17. The method of claim 16 further comprising the steps of:

communicatively coupling the at least one subordinate processor to the at least one network element;

monitoring a failure of the at least one subordinate processor; and

automatically switching from the failed at least one subordinate processor to an operational at least one subordinate processor after the failure in order to maintain the communicative coupling between the at least one network element and the fault processor.

18. A computer-readable medium having code capable of causing a computer to practice the method of claim 10.

19. A computer signal embodied in electromagnetic signals traveling over a communications network capable of causing a computer electronically connected to the communications network to practice the method of claim 10.

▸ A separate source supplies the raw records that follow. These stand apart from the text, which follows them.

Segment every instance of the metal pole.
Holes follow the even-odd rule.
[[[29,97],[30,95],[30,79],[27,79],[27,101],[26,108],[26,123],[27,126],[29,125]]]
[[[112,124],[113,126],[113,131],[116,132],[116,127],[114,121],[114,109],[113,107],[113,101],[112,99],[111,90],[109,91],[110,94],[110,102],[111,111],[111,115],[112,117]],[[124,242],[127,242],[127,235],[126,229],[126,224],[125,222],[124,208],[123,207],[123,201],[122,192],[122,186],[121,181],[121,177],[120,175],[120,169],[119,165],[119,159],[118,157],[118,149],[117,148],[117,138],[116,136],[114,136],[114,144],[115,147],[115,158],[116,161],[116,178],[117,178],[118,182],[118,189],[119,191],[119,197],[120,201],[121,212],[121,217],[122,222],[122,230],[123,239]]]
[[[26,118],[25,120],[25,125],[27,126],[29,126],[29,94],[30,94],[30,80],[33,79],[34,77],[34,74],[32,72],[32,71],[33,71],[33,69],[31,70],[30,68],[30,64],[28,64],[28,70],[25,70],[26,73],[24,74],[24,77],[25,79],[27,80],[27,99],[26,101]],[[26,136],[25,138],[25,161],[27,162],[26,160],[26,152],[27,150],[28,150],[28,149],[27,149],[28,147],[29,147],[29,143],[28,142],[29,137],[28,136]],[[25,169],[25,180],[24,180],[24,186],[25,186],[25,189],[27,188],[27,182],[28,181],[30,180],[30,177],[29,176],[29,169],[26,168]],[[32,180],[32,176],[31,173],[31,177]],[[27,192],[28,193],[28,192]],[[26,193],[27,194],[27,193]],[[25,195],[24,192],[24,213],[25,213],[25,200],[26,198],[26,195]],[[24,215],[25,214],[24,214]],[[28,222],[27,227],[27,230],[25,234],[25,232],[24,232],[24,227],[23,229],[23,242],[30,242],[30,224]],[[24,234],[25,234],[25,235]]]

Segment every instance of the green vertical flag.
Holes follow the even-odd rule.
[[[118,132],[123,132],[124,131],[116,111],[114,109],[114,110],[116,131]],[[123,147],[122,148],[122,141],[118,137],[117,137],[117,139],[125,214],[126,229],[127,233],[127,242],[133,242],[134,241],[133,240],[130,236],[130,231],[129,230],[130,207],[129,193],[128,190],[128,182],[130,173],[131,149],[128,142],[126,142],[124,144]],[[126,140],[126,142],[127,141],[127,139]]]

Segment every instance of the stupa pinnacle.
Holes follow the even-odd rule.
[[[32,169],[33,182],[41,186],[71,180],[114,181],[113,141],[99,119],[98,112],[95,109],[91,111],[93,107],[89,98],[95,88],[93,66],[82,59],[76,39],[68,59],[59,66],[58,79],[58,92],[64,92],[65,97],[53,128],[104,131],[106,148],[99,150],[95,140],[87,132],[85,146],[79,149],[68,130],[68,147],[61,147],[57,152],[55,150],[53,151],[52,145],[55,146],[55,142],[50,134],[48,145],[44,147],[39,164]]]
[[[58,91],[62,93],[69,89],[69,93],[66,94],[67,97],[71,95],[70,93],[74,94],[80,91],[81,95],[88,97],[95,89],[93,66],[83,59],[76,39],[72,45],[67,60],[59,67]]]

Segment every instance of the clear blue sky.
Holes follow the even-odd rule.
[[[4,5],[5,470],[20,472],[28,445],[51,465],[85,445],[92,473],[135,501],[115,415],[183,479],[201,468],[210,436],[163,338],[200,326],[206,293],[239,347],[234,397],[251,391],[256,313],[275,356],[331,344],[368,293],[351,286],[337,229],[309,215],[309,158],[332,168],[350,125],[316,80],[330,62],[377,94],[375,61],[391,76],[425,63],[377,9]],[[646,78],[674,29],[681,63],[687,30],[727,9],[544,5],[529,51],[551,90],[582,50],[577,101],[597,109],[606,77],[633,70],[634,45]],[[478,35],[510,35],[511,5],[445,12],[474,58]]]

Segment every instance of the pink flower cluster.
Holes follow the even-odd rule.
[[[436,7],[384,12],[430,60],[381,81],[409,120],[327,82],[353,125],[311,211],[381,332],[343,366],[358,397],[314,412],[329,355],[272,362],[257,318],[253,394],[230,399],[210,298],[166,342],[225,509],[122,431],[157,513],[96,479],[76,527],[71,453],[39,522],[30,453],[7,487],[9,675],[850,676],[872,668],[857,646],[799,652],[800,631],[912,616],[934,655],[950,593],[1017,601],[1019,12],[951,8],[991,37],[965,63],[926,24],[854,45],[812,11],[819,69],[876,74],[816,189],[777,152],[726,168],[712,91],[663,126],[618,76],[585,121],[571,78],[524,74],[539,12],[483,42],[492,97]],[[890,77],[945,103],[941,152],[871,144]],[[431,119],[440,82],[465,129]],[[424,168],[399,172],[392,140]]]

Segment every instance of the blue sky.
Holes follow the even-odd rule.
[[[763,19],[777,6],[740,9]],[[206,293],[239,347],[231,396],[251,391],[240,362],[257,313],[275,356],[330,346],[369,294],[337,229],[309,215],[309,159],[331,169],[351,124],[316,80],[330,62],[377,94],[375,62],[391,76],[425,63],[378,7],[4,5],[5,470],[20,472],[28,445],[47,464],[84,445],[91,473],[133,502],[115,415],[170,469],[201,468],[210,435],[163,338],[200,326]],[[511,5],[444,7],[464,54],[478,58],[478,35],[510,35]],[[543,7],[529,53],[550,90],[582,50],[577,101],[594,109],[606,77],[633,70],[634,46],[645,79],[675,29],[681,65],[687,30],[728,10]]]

20. A system for providing single-point network monitoring comprising:

at least one network element capable of generating at least one signal;

a communications network communicatively coupled with said at least one network element;

at least one gateway communicatively coupled with said communications network, said at least one gateway capable of receiving said at least one signal from said at least one network element through said communications network;

a subordinate processor database including subordinate processor correlations, subordinate processor signals, and a fault ruleset;

at least one subordinate processor including at least one network management system communicatively coupled with said at least one gateway and said subordinate processor database;

said at least one subordinate processor capable of creating attributes based on said at least one signal and information in said subordinate processor database, said at least one subordinate processor capable of associating said attributes and said at least one signal with at least one another signal;

at least one peer-to-peer server communicatively coupled with said at least one network management system, said peer-to-peer server capable of monitoring said at least one another signal;

a fault processor including a fault processor network management system, a signal tagger, a signal consolidator, a signal replicator, a signal synchronizer, a signal correlator, a rules/policy distributor, a user interface, a gateway manager, correlation rules, correlation policies, a fault processor database including at least one correlated signal, at least one tagged signal, rulesets and scripts, and at least one consolidated signal; and

at least one client;

said signal tagger being capable of associating at least one said another signal with said at least one subordinate processor from which said at least one another signal originated, and capable of providing said at least one tagged signal;

said signal consolidator capable of locating and consolidating duplicate said at least one tagged signal, and capable of providing at least one consolidated signal;

said signal replicator capable of replicating said at least one signal based on said attributes associated with said at least one another signal;

said signal synchronizer capable of synchronizing said at least one another signal between said fault manager and said at least one subordinate processor;

said rules/policy distributor capable of providing said rulesets and scripts, correlation rules, and correlation policies to said at least one subordinate processor;

said user interface capable of receiving user input for dynamically modifying said rulesets and scripts;

said gateway manager capable of automatically directing said at least one subordinate processor to communicatively couple with said at least one gateway; and

said signal correlator capable of correlating a plurality of said at least one consolidated signal from a plurality of said at least one subordinate processors to enable the single-point network monitoring.